Il existe une souveraine dont les ordres les plus gênants n’éprouvent jamais d’opposition ; nul ne réclame contre ses décrets, ses fantaisies sont des oracles ; elle change les mœurs à son gré, se moque des convenances, et fait plier la sévère raison sous la marotte de la folie.

Elle règle le bien et le mal, fait et défait les réputations, donne de la beauté aux laides, de l’esprit aux sots, et de la science aux charlatans.

Elle résiste impunément aux remontrances de la justice, aux conseils de la sagesse, et souvent même aux préceptes de la morale.

Cette souveraine, c’est la mode, que le vieux Montaigne appelait la grande empérière du monde.

On a dit que la France était son royaume, et que Paris était son séjour favori.
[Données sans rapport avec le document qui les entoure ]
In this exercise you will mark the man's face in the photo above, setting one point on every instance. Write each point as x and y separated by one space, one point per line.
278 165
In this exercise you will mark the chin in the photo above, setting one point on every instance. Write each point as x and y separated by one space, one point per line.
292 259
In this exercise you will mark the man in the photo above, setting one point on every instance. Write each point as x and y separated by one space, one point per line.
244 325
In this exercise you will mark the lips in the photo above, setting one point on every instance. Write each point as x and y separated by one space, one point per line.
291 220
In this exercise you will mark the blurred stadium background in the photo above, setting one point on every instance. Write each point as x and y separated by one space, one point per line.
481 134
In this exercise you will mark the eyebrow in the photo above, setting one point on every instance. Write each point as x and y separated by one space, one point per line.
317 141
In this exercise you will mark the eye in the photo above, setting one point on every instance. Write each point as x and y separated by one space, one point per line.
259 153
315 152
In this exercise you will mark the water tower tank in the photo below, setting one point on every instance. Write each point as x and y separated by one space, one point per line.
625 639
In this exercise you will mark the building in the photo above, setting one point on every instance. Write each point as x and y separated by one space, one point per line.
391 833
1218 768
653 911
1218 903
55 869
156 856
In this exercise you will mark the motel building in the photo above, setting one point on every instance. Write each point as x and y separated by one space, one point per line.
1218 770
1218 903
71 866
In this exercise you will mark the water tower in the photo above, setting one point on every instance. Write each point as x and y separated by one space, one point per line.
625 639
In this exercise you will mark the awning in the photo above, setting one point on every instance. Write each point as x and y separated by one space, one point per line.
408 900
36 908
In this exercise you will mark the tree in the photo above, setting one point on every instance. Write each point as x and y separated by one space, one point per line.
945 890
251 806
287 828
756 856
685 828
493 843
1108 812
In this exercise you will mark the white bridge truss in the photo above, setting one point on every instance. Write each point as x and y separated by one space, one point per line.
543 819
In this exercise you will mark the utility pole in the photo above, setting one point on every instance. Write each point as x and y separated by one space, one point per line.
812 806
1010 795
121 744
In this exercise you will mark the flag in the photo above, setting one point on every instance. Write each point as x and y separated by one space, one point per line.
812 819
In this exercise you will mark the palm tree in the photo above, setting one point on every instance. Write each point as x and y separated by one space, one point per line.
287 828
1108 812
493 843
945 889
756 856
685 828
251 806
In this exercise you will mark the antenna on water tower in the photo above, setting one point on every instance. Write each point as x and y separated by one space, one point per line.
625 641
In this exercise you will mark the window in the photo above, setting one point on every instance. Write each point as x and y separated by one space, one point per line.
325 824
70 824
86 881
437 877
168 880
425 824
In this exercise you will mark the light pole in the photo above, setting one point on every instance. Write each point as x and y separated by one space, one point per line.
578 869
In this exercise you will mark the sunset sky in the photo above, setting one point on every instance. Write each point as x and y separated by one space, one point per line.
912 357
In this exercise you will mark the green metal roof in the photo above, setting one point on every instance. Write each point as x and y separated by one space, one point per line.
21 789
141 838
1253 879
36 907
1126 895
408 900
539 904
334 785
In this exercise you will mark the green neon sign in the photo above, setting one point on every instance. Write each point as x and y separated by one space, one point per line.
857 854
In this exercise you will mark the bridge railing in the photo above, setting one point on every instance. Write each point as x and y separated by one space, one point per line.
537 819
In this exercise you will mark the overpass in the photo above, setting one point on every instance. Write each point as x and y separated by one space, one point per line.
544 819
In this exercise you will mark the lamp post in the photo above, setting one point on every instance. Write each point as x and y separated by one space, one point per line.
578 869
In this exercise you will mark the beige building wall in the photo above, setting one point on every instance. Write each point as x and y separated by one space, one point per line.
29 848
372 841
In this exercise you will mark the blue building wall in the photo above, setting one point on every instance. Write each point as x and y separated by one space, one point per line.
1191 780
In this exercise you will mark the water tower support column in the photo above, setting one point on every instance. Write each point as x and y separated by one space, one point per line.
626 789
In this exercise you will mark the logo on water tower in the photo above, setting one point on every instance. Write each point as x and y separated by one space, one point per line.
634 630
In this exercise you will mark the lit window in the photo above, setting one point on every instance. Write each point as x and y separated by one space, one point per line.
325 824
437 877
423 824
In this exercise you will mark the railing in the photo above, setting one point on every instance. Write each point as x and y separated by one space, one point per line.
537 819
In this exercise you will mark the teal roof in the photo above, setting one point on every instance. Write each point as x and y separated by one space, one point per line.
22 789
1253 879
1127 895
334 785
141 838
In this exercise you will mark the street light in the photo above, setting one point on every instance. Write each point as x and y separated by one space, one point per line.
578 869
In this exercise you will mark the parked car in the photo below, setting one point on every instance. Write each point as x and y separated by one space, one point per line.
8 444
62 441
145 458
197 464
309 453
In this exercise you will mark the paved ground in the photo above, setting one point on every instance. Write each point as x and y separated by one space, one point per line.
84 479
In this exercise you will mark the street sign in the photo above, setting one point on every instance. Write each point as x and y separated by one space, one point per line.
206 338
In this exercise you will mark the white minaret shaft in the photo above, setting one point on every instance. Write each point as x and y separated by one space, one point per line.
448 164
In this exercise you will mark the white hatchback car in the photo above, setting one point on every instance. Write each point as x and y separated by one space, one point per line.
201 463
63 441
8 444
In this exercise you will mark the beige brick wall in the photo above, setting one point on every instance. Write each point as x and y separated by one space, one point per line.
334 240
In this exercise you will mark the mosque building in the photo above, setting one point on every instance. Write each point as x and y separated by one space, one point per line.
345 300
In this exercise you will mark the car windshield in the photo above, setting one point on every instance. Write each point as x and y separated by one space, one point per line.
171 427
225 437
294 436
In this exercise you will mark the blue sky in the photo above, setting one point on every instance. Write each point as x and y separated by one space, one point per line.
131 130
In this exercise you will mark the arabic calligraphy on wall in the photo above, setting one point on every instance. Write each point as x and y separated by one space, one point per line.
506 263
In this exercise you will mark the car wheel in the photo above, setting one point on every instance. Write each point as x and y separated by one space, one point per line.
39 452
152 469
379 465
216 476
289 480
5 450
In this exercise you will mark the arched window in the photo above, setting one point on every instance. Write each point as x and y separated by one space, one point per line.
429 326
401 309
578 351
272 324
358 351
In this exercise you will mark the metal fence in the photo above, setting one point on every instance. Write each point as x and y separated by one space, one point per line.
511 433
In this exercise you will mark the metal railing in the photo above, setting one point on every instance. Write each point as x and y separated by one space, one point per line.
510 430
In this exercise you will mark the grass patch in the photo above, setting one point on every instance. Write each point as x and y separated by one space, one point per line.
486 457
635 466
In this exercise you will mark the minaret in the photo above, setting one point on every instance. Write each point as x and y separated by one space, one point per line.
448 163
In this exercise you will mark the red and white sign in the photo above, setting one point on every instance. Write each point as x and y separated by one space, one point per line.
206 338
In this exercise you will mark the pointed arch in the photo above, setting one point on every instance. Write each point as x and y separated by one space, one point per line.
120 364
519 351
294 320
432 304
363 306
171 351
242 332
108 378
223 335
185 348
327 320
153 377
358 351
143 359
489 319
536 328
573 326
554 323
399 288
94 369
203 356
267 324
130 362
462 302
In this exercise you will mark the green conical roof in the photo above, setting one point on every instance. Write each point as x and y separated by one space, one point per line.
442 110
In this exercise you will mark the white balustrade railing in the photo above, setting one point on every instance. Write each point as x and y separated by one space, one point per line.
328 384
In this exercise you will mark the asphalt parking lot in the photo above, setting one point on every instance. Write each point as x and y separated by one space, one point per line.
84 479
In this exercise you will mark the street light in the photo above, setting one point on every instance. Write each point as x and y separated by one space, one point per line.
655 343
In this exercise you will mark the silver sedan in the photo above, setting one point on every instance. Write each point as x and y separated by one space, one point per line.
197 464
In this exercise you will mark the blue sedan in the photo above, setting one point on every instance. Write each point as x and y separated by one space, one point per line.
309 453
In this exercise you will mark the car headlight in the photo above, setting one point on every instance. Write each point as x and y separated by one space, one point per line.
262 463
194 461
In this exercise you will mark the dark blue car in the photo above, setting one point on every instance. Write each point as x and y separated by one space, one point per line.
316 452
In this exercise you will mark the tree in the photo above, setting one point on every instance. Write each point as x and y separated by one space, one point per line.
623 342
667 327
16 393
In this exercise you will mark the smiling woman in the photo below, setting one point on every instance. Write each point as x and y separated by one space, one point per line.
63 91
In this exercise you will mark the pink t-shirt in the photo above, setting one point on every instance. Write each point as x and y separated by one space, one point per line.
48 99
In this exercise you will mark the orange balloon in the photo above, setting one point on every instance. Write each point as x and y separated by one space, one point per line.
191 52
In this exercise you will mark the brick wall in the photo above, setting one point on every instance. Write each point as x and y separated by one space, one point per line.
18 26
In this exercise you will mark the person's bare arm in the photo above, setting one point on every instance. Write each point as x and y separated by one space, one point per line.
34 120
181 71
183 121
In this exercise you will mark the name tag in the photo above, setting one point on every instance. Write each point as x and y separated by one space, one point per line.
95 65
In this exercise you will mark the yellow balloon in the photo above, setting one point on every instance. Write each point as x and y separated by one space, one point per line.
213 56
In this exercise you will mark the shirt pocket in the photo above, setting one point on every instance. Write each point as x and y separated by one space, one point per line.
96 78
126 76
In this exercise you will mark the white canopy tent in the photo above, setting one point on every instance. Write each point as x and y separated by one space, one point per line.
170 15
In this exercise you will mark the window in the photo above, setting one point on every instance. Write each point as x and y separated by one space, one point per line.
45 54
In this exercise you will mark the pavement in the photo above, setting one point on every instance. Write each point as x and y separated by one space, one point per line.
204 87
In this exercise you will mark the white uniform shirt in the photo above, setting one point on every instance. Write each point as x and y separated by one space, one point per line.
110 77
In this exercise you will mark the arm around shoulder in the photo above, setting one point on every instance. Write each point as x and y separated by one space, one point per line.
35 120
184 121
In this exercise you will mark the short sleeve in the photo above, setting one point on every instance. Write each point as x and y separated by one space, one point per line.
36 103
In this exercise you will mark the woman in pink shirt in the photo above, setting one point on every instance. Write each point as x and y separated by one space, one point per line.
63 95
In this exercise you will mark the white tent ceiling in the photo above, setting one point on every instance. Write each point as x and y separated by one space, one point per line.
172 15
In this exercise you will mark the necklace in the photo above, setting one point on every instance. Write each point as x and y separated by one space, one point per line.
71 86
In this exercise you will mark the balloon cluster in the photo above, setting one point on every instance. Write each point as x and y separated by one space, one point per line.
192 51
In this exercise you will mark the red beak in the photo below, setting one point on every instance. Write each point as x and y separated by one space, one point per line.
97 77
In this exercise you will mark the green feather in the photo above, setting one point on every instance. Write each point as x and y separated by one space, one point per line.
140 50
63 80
Cette proposition n’est pas tout à fait exacte.

La mode est cosmopolite par essence ; semblable à une épidémie, elle envahit successivement toutes les contrées du monde, vole de climats en climats pour fonder son tyrannique empire, quitte un pays pour émigrer sur d’autres plages et y faire de nouveaux esclaves.

Pareille encore aux globes qui sillonnent l’espace, elle décrit une orbite plus ou moins longue, et revient, après bien des siècles, à son point de départ, pour ressusciter des usages oubliés, et faire revivre des coutumes tombées en désuétude.

Contagieuse de sa nature, elle infiltre dans toutes les classes ses bizarreries, ses caprices et ses extravagantes excentricités.

Ce que je viens de dire s’applique exactement à mon sujet, comme on en acquerra bientôt la conviction.

La connaissance des modes antiques forme une branche immense de littérature qui a de nombreux enthousiastes. C’est la passion des antiquaires.

Elle se lie logiquement à l’histoire générale des peuples et donne la clef du génie et du caractère des nations, comme dit Rollin. Parmi les histoires de ces usages, de ces modes, celle de la barbe tient sans contredit un rang distingué.

Quoiqu’elle ne semble pas d’une nature fort sérieuse, et qu’elle n’apparaisse tout d’abord aux yeux de la multitude que comme une frivolité et un simple badinage, cependant elle touche à l’homme d’assez près pour lui emprunter un degré d’importance qu’on sera certainement surpris d’y rencontrer.

Les pouvoirs les plus élevés de la terre n’ont pas dédaigné de s’occuper de la barbe, et la distinction capitale qui résulte, dans le visage humain, de son absence ou de sa présence, n’est pas une chose qui se soit traitée à la légère et sans laisser de traces.

Dieu lui-même, devant tout son peuple assemblé, a bien voulu, par l’organe de Moïse, s’expliquer sur le régime de cette décoration de la face de l’homme.

En effet, la loi mosaïque ne défend pas seulement de se raser le menton, comme le rapporte la Vulgate, mais, suivant les meilleures versions de la Bible, on y lit (Lévitique, chap. 19, v. 27) : Neque in rotundum attondebitis comam : nec radetis barbam. – Vous ne couperez pas vos cheveux en rond ; et vous ne raserez pas votre barbe.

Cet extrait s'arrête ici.